Connecting Virtual Reality with the History of Encoding Technology

Two fun and surprising brain factoids are revealed that connect virtual reality with the history of encoding technology.

Bloomberg featured a Charlie Rose interview with Jeremy Bailenson, the founding director of Stanford University’s Virtual Human Interaction Lab. Not surprisingly, the lab houses the sharpest minds and insightful datasets in its discipline of focus: Virtual Reality.

It’s a 20-minute video that touches on some fascinating elements of VR – very few of which are about commercial television or sports entertainment experiences.

In fact, it is as much an interview about the brain, human interaction, and the physical body, as it is about media and entertainment.

As Jeremy says: “The medium [of VR] puts you inside of the media. It feels like you are actually doing something.”

Then, he states our first stunning fact about the brain, which illustrates why VR will be so impactful on modern civilization:

We can’t tell the difference!

Professor Bailenson: “The brain is going to treat that as if it is a real experience. Humans have been around for a very long time [evolving in the real world.] The brain hasn’t yet evolved to really understand the difference between a compelling virtual reality experience and a real one.”

The full video is here.

So there you have it. Our brains are nothing short of miraculous, but they’ve evolved some peculiar wiring to say the least. To put it bluntly, while humans are exceptionally clever in many ways, we’re not so much in others.

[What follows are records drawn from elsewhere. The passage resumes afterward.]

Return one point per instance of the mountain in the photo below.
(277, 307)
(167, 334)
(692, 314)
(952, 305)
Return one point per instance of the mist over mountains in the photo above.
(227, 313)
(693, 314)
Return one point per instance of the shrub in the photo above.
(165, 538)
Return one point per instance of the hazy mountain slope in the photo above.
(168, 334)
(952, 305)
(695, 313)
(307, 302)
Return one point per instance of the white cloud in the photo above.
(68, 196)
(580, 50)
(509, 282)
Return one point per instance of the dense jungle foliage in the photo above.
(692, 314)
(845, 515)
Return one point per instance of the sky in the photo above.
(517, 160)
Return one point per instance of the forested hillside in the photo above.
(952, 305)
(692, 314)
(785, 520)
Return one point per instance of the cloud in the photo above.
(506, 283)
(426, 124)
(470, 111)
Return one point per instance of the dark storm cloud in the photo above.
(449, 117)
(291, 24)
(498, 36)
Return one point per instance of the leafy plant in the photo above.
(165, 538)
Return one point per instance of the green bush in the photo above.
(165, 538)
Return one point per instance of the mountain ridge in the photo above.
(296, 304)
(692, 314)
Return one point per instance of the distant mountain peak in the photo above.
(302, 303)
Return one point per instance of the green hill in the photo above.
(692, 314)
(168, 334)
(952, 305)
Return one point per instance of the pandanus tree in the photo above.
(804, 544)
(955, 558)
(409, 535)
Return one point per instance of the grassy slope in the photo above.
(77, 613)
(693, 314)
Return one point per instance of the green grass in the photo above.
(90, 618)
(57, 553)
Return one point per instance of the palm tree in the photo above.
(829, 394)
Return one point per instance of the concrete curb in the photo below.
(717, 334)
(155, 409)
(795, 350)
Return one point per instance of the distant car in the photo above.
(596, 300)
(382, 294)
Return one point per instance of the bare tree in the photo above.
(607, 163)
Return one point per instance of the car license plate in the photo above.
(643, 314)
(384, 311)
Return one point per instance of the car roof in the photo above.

Which is the perfect segue into my second surprising factoid about the brain, and it’s taken 25 years for commercial video markets to exploit this fact!

To be fair, that’s not an exact statement, but here’s the timeline for reference.

According to Wikipedia, Cinepak was one of the very first commercial implementations of video compression technology. It made it possible to watch video utilizing CD-ROM. (Just typing the words taps into nostalgia.) Cinepak was released in 1991 and became part of Apple’s QuickTime toolset a year later.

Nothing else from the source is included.